A loving God would be too tolerant to send people to hell?

For “everyone who calls on the name of the Lord will be saved. –Romans 10:13

People who judge God need to really consider if they would be more pleased if God were tolerant of everyone, including rapists, pimps, pedophiles, and even those who have sinned against them most heinously. The idea is completely absurd and unjust. Not everyone in hell is a rapist, of course, but everyone there chose sin over God throughout his or her entire life.131

God is not tolerant of people who don’t like the way of Jesus. He is completely committed to a new earth where no one will have to be on guard against idolatry and injustice. The new earth will include a redeemed community that reflects the character of God, who is “merciful and gracious, slow to anger, and abounding in steadfast love and faithfulness, keeping steadfast love for thousands, forgiving iniquity and transgression and sin, but who will by no means clear the guilty.”132 So it will be a place where community will be characterized by “compassionate hearts, kindness, humility, meekness, and patience . . . [and] love, which binds everything together in perfect harmony.”133

A loving God protects His children from sin and evil by separating them. In this way, God is a Father who is tolerant of all who obey Him and are safe for His children. But He is intolerant of those who sin against Him and do evil to His children.
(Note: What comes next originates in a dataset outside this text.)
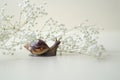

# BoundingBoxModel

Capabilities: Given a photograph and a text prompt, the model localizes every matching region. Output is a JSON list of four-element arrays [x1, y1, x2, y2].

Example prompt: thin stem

Subsequently, God is intolerant in a way that is like our own cultural intolerances of those who drink and drive, steal, rape, and murder; we, too, demonstrate our intolerance by separating such people from society. To call such actions on God’s part intolerant is shameful, because tolerance would denote both approval and support of evil.134

How wonderful will eternity be when all sin and rebellion are finished forever?

131 Rom. 1:18–31, 2:4–11.
132 Ex. 34:6–7.
133 Col. 3:12–14.
134 C. S. Lewis wrote a brilliant essay refuting the liberal approach to dealing with sin and crime, titled “The Humanitarian Theory of Punishment,” that can be found on the Internet or in God in the Dock: Essays on Theology and Ethics (Grand Rapids, MI: Eerdmans, 1970), 287–300.